Derivation sketch for I_w = R I_b R^T¶
Starting from angular momentum in body coordinates:
$$ L_b = I_b \omega_b $$
Map to world frame:
$$ L_w = R L_b = R I_b \omega_b $$
and with $$\omega_b = R^T \omega_w$$:
$$ L_w = R I_b R^T \omega_w $$
Therefore:
$$ I_w = R I_b R^T $$
Numerical stability notes¶
- Keep rotation matrices orthonormal. If generated from quaternions, ensure quaternion normalization is maintained upstream.
- Guard near-singular inversions with determinant/condition checks.
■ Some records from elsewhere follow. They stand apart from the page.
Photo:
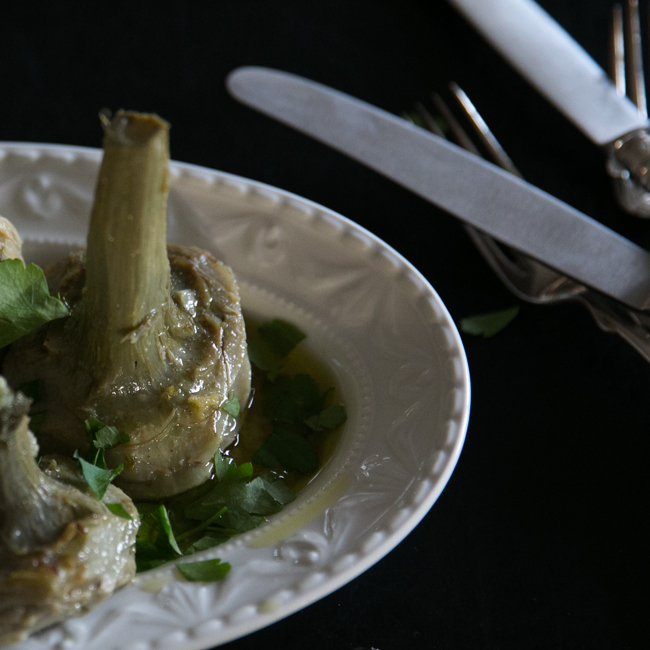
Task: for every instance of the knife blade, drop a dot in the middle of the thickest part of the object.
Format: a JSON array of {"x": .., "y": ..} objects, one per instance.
[
  {"x": 481, "y": 194},
  {"x": 551, "y": 60}
]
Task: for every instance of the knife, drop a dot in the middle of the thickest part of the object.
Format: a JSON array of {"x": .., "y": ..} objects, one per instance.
[
  {"x": 481, "y": 194},
  {"x": 561, "y": 70}
]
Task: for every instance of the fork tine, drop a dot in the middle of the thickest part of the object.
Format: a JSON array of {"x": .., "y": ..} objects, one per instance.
[
  {"x": 454, "y": 125},
  {"x": 428, "y": 119},
  {"x": 637, "y": 77},
  {"x": 617, "y": 51},
  {"x": 486, "y": 137}
]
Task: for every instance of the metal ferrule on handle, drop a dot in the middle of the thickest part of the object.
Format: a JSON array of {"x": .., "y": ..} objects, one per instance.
[{"x": 628, "y": 163}]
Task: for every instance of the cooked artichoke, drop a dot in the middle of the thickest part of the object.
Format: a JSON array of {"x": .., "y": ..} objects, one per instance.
[
  {"x": 62, "y": 551},
  {"x": 155, "y": 344},
  {"x": 11, "y": 245}
]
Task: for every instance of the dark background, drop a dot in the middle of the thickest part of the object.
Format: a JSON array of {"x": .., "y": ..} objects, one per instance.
[{"x": 540, "y": 539}]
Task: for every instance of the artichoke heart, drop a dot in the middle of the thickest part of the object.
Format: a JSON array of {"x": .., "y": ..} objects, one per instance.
[
  {"x": 62, "y": 551},
  {"x": 155, "y": 344}
]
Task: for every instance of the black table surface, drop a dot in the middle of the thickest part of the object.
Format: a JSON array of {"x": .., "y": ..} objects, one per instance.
[{"x": 540, "y": 539}]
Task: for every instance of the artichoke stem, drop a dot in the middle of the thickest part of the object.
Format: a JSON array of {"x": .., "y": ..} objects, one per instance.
[{"x": 128, "y": 275}]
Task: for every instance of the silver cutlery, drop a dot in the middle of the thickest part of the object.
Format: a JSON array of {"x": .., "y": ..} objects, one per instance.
[
  {"x": 546, "y": 55},
  {"x": 525, "y": 277},
  {"x": 580, "y": 252}
]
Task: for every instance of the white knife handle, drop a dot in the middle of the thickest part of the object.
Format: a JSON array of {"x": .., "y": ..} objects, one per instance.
[{"x": 544, "y": 54}]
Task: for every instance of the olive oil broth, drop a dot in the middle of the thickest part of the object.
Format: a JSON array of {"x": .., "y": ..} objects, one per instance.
[{"x": 256, "y": 427}]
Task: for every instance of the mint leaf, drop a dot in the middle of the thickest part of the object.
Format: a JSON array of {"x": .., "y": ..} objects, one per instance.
[
  {"x": 25, "y": 301},
  {"x": 207, "y": 571},
  {"x": 98, "y": 479},
  {"x": 231, "y": 407},
  {"x": 489, "y": 324},
  {"x": 330, "y": 418}
]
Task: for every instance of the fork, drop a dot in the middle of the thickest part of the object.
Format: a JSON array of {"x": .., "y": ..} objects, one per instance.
[
  {"x": 525, "y": 277},
  {"x": 626, "y": 65}
]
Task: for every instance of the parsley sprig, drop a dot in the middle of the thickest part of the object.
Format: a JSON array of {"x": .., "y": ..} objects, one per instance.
[
  {"x": 25, "y": 301},
  {"x": 295, "y": 406},
  {"x": 93, "y": 465},
  {"x": 233, "y": 502}
]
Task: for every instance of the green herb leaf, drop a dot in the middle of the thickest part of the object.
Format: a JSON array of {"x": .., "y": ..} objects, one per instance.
[
  {"x": 277, "y": 339},
  {"x": 109, "y": 437},
  {"x": 280, "y": 336},
  {"x": 103, "y": 436},
  {"x": 25, "y": 301},
  {"x": 31, "y": 389},
  {"x": 247, "y": 501},
  {"x": 161, "y": 516},
  {"x": 288, "y": 449},
  {"x": 98, "y": 479},
  {"x": 119, "y": 510},
  {"x": 330, "y": 418},
  {"x": 231, "y": 407},
  {"x": 487, "y": 325},
  {"x": 292, "y": 399},
  {"x": 207, "y": 571}
]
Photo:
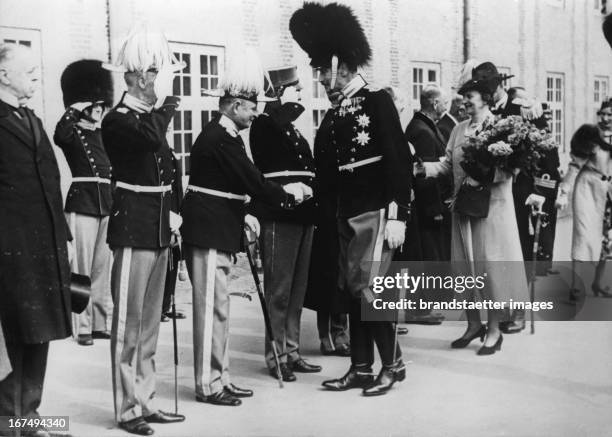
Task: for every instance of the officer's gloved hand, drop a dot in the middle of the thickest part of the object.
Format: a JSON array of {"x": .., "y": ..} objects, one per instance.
[
  {"x": 395, "y": 231},
  {"x": 252, "y": 223}
]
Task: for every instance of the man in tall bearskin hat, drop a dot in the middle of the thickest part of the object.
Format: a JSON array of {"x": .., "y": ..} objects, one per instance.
[
  {"x": 140, "y": 229},
  {"x": 221, "y": 176},
  {"x": 87, "y": 89},
  {"x": 283, "y": 155},
  {"x": 374, "y": 178}
]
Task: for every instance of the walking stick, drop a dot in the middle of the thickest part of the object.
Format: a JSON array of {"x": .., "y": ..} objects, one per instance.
[
  {"x": 536, "y": 237},
  {"x": 264, "y": 307}
]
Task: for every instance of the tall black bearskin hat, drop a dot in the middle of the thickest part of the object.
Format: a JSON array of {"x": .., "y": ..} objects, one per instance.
[
  {"x": 607, "y": 28},
  {"x": 87, "y": 81},
  {"x": 585, "y": 139},
  {"x": 327, "y": 31}
]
- Use tolerances for equality checks in tests (never exact float compare unless expected exact identity construction).
- Prefer frame-consistent pipelines:
- accumulate torques in one frame
- compute inertia in the same frame
- integrate in that frame
Common mistakes¶
- Mixing row-vector and column-vector conventions in the same derivation.
- Applying transform in wrong order, such as $R^TIR$ when code expects $RIR^T$ for body-to-world.
- Treating a non-orthonormal matrix as a rotation matrix.
- Combining body-frame torque with world-frame inertia.
- Inverting matrices repeatedly in hot loops when transpose or cached forms suffice.
Validation in JSim¶
Use math and dynamics tests to sanity-check conventions and transforms:
- vendordep/tests/math_test.cpp
- vendordep/tests/integration_test.cpp
A practical validation sequence:
- Start with identity orientation and diagonal inertia tensor.
- Apply a known quaternion rotation.
- Recompute transformed inertia and verify expected axis swap/rotation behavior.
- Apply a torque and verify angular acceleration direction and magnitude are plausible.